Grenier even stages a few celebrity stunts, like an outing with Paris Hilton to see how the media will respond. (TMZ reported a love connection, immediately.) “I did try to blur lines or reality whenever possible,” Grenier told me. “If there was a line there, I blurred it.”

This comment made me reflect on a scene in which Grenier explains the myth of Narcissus to Paris Hilton, who asks “Is that a true story?” there’s a twinkle in her eye that suggests she knows that she’s got the perfect dumb blonde response. Or,maybe not.
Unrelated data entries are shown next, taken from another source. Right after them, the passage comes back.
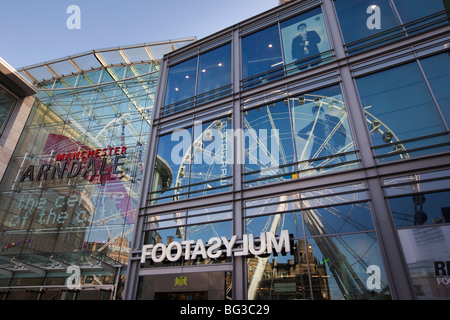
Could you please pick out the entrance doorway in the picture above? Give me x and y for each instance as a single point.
(186, 286)
(203, 295)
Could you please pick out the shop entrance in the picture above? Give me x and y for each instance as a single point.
(186, 286)
(203, 295)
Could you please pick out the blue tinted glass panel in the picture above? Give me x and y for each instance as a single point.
(410, 10)
(437, 71)
(7, 103)
(181, 81)
(421, 209)
(214, 69)
(261, 52)
(360, 19)
(172, 164)
(398, 106)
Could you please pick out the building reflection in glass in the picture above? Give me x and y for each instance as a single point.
(334, 245)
Even with all the Hollywood connections and locations that the film has, there is an East Bay tie-in. One of the producers on Teenage Paparazzo is John Loar, a Danville resident who is working on a number of interesting films, including the Tony La Russa film based on Buzz Bissinger’s bestseller Three Nights in August as well as a Sugar Ray Leonard biopic.

I asked Loar how he involved with Teenage Paparazzo. “I happened to come across Adrian and (filmmaker) Matthew Cooke who were already working on the project. I really liked the concept, and it was a good opportunity to partner with someone who has access to people to make that film,” said Loar. “We premiered the movie at Sundance in January and it was very well-received. It’s been a satisfying project to be a part of.”
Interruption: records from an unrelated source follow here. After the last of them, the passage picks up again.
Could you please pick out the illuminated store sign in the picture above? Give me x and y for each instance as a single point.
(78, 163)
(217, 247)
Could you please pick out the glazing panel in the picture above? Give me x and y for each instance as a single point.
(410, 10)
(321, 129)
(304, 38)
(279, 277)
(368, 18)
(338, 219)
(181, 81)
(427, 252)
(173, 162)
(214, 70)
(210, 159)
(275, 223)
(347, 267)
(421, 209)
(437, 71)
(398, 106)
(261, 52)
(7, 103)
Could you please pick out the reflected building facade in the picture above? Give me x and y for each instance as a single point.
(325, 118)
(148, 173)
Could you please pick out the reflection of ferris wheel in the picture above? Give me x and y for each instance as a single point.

Loar, who is working on two more documentary projects with Grenier and Cooke, had a different take on the movie than the film’s director.

“There are really two films going on here,” Loar saysAdrian Grenier and John Loar at the Hollywood premiere; photo by Lee Salem. “Adrian is more caught up on this story about social media and celebrity identity and narcissism—which is very interesting. But as a parent, I saw something different, about this young teen running his parent’s life. We have become such helicopter parents, taking our kids to the important stops in there life, without taking a step back and asking if that’s the right way to live.”

Loar continued, “I was also fascinated by the business model that has been created in Hollywood, by the tabloids and the paparazzi. Celebrities and paparazzi are everywhere, and they generate this huge amount of business in a very concentrated area. And just a few hours north here in Danville, that doesn’t exist. When Adrian goes out in L.A., he is always followed around. But, I’ve had Adrian to my house in Danville and we’ve gone out to eat in town. Around here, no one cares.”

Teenage Paparazzo airs on HBO on September 27, at 9 p.m. Highly recommended.